# Hays video



## Bugar (Dec 24, 2009)

Just watched it on tapered versus straight cut bands, very good, just what I had come up with, but he actually proves it with a u tube video, and a chrony, (I was going to try that, but I shot my chrony, and it's in the shop) ,fine job Mr Hays, yeah, He's good at stuff like that.


----------



## mattwalt (Jan 5, 2017)

Henry the Hermit posted a comparison table he did with tubes recently - single / pseudo taper / full loops. Its very interesting results wise - using his crony... (before he shot his)


----------



## Bugar (Dec 24, 2009)

I' m gonna make a shield for the front of mine, costs too much for repairs, chronys are nice, but costly.


----------



## Ibojoe (Mar 13, 2016)

Sorry to hear that about your chrony. Hope it gets well soon!lol!


----------



## Bugar (Dec 24, 2009)

Chrony is re habbing at place of birth,. What I was doing when I screwed up was.

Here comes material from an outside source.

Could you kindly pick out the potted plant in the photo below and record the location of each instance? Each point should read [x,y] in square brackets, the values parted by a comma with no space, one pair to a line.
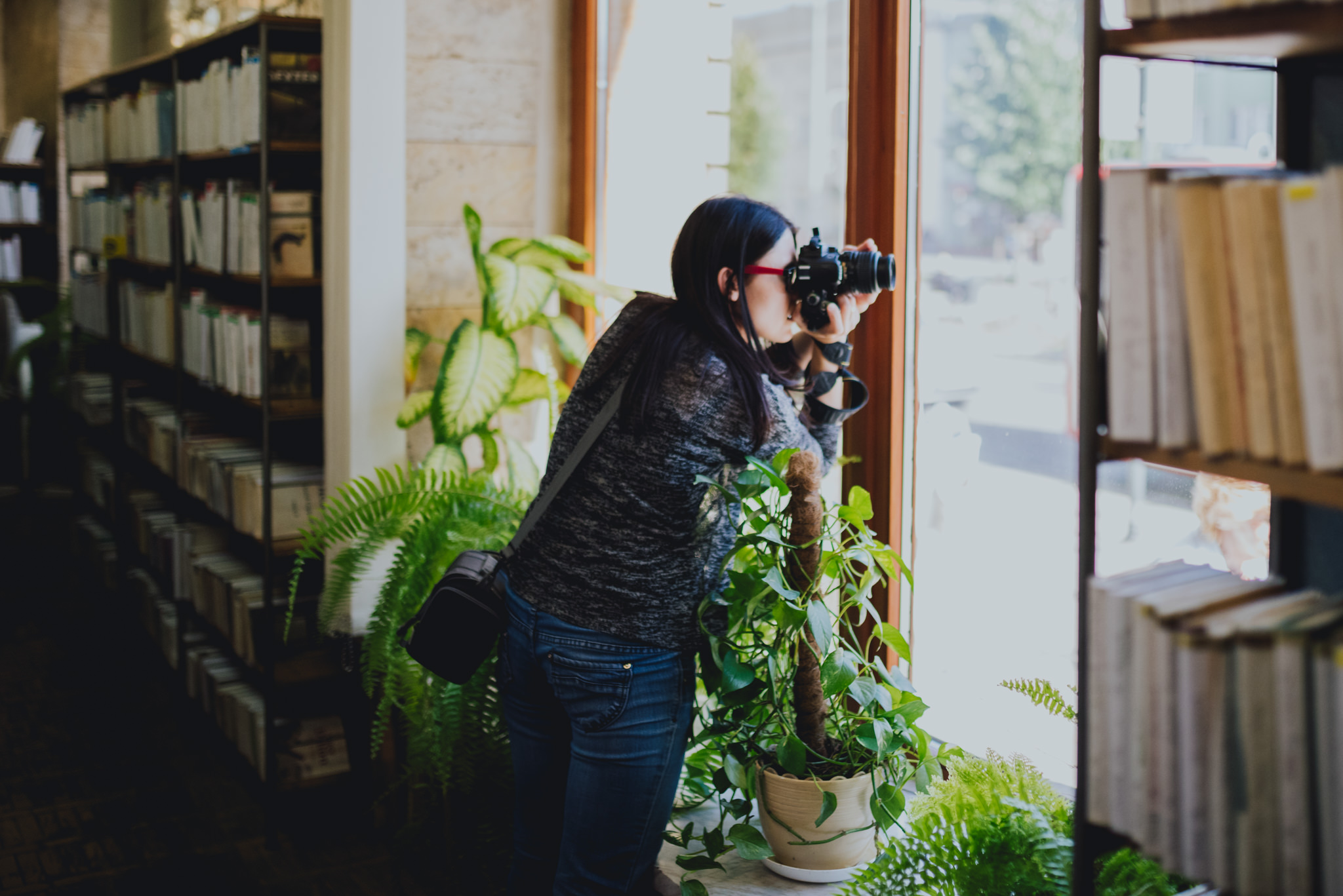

Making a log of all , well 12 of my shooters, the type of bands/tubes, sizes dimensions, the different ammos, different frames, how fast each went, the accuracy at catch box, accuracy at 25 yards, Alla that kind of stuff, weelllll, the temp kept rising, humidity rising, then mosquitos swarmed, and I kept hurrying faster, then got fork hits (I never get fork hits) and then Chrony hit,$$&);:"#€, and that's my story. Aaarrrgggghhhhh!!!!!


----------